Ketamine Only Breathing Intubation
- KOBI sweet spot: Ketamine-only breathing intubation is built for patients who need dissociation but may not tolerate apnea, offering a practical bridge when full topicalized awake intubation is unrealistic in the ED.
- Core tradeoff: KOBI preserves spontaneous respirations and patient tolerance of laryngoscopy, but it is not as safe as true topicalized awake intubation and does not create the same conditions as RSI.

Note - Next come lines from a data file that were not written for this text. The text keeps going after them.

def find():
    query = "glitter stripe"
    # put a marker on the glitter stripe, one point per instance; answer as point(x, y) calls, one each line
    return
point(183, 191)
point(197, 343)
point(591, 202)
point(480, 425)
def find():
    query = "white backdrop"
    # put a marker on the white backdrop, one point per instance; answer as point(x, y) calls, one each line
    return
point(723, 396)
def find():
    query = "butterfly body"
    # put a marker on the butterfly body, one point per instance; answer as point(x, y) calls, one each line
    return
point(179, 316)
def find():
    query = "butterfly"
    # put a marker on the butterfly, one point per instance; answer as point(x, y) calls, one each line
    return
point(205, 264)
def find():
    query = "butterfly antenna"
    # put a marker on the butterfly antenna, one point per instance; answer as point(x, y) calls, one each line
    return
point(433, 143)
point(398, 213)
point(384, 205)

- Headline ketamine dose: Dissociative ketamine is the key requirement, with many clinicians targeting 1.5 to 2 mg/kg IV to ensure complete dissociation rather than drifting into inadequate sedation.
- Prepared paralysis backup: Ketamine can trigger jaw rigidity or laryngospasm, so a paralytic should be drawn up and immediately available before starting; the rescue sequencing is worth hearing in the chapter.
- Topicalization adjunct: Adding local anesthetic topicalization to ketamine may improve tolerance and may reduce vomiting risk when you have the bandwidth, a practical nuance we get into on the show.
- Evidence caution: KOBI is a useful airway tool, but the evidence base remains limited and contested, making patient selection and operator readiness more important than enthusiasm for the technique.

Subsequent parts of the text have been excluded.